Erogenous zones: scent of an Angel
August 8th, 2023
Maddie Phinney doesn’t wear perfume to smell like herself. She wears perfume to smell like coconuts.
Perfume first entered my life in a ruffled-hem flurry of inexpensive and tenacious celebrity fragrances released in the early aughts. Think: colorful plastic bottles of Britney Spears’ Fantasy and Paris Hilton’s Paris Hilton. These were fragrances from the replicable, shiny floored department store, and smelled like it. Available as part of holiday gift sets with body butter and bath oil at Robinson’s May, wearing them meant radiating a fuchsia smog of plasticky melon musk or lychee white chocolate frosting. In middle school, these fragrances spoke to exactly who I was: bratty, eager, and desperate for attention. I kept a bottle or two stashed in my locker at all times, along with a cucumber melon Speedstick, to guarantee that I floated into third period smelling like a canned fruit cocktail.
Some people believe that a fragrance shouldn’t project beyond an inch or two, perceptible only in the most intimate of moments. These are skin-scent people, and I am not one of them. Skin-scent people believe perfume is designed to hold close to the body, activated by warmth, sweat, or sun, and released in faint, sporadic whisps throughout the day. Reportedly (I wouldn’t know), skin scents elicit compliments like, “You smell so good,” rather than “What perfume are you wearing?” Ingredient lists are often short or consist of a single note—Iso E. Super or Ambroxan—and the lifecycle is relatively linear: an opening of cold pencil shavings that dries down to slightly warmer pencil shavings.
Because people who wear these perfumes often say they can’t detect them on themselves, conceptually, skin-scents are designed for the benefit of others, and formally, they’re unlikely to offend because they barely smell like anything at all. Where’s the fun in that? I believe perfume is about shamelessly letting people know who you are, and wearing it is a discursive practice that indicates a desire to occupy space in the world. I wear perfume expressly because I don’t want to smell like me. I wear it because I want to smell like coconuts.

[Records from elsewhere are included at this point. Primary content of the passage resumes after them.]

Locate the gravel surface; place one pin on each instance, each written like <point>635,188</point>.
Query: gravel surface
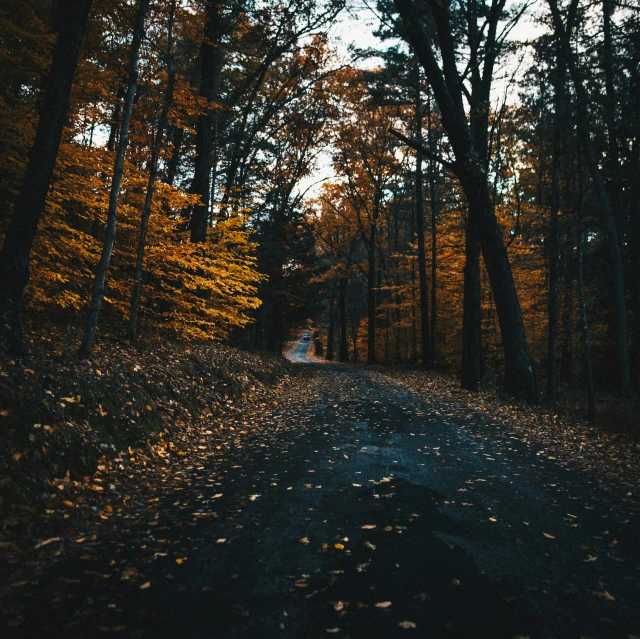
<point>357,509</point>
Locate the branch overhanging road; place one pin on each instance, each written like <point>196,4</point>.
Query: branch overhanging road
<point>361,511</point>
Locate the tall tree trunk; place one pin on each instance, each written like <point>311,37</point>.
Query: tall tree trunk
<point>588,373</point>
<point>553,240</point>
<point>519,378</point>
<point>331,329</point>
<point>422,260</point>
<point>71,21</point>
<point>132,331</point>
<point>371,297</point>
<point>343,352</point>
<point>471,327</point>
<point>605,208</point>
<point>97,292</point>
<point>114,125</point>
<point>177,137</point>
<point>209,62</point>
<point>434,267</point>
<point>566,358</point>
<point>613,162</point>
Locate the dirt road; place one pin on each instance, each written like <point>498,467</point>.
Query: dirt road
<point>360,511</point>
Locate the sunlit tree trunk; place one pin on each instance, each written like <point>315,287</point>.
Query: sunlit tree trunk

Ideally, I like for my perfume to leave the room after I do. I always over-apply. Like those character artists on the street that exaggerate your strongest features—catch me on the wall at Sardi’s, obscured by a brume of electric green miasma. What could be more alluring than an intoxicating scent that follows you around like beguiling vapor?
Described by perfume people as “narcotic,” with “beast mode sillage,” my first date fragrances are the tenacious ones that project outwards and draw others into your auric field. Indolic (pissy) white flowers like jasmine and tuberose can do it, as can rich labdanum and warm vanilla.
In my opinion, no perfume better casts this spell of love magic than Angel by Mugler. I wear fragrances designed to smell like literal zoo animals, and Angel steamrolls them with its primal animal magnetism. The opening is red fruit, pineapple Jolly Ranchers, peach rings, and sunscreen wrapped in pink cotton candy. As it dries down it grounds in patchouli, warm amber, vanilla, and spices with lingering notes of chocolate syrup.
I cannot overstate how much I love this perfume. Angel smells like my favorite middle school perfume moved to L.A. to join The Oppenheim Group. It’s a bouncy, glossy, overripe, spray-tanned fantasy that you can smell from across the block. The last time I wore it I was sweating through my clothes outside a CarMax in Burbank and was hit with a wave of melted rainbow shebert. I told the woman next to me that I was obsessed with her perfume and she replied that I was likely just smelling myself. I was.
Die-hards will tell you today’s Angel has been reformulated and is a pale interpretation of the original; if this is pale, the original must have been fucking nuclear, and I need a bottle NOW. For as loud as it is, Angel is cozy in that it articulates the space between you and those around you and acts as a come-hither style invitation to foreshorten that distance. The cotton candy accord floats above the skin with enticing frothiness, and the vanilla-patchouli base is as comforting as slipping on a pair of Ugg boots. Angel is every mood I’m ever in all at once: sticky sweet and earthy, ironic and sincere, populist and freaky. I respect Angel for its boldness and aspire to its level of authenticity: down to the star-shaped cut crystal bottle what you see is what you get. It is transparent, multifaceted, and takes up a little more space on the shelf than it ought to.
Wearing perfume means sharing something about yourself, something deeply private, and sharing it with generosity—when we wear perfume, we grant our lovers the same access to our fantasies as our Uber drivers, colleagues, and those across the aisle on our flight. We tell them who we are and who it is we want to be. Tania Sanchez, the perfume critic who co-wrote Perfumes: The Guide with Luca Turin, said that wearing perfume is akin to having an orchestra follow you around all day playing your personal theme song. Mine is less Concerto Grosso and more Pussycat Dolls Polka. I douse myself head to toe because you’re only ever granted one chance to make a first impression. When life hands you the aux cord, take it.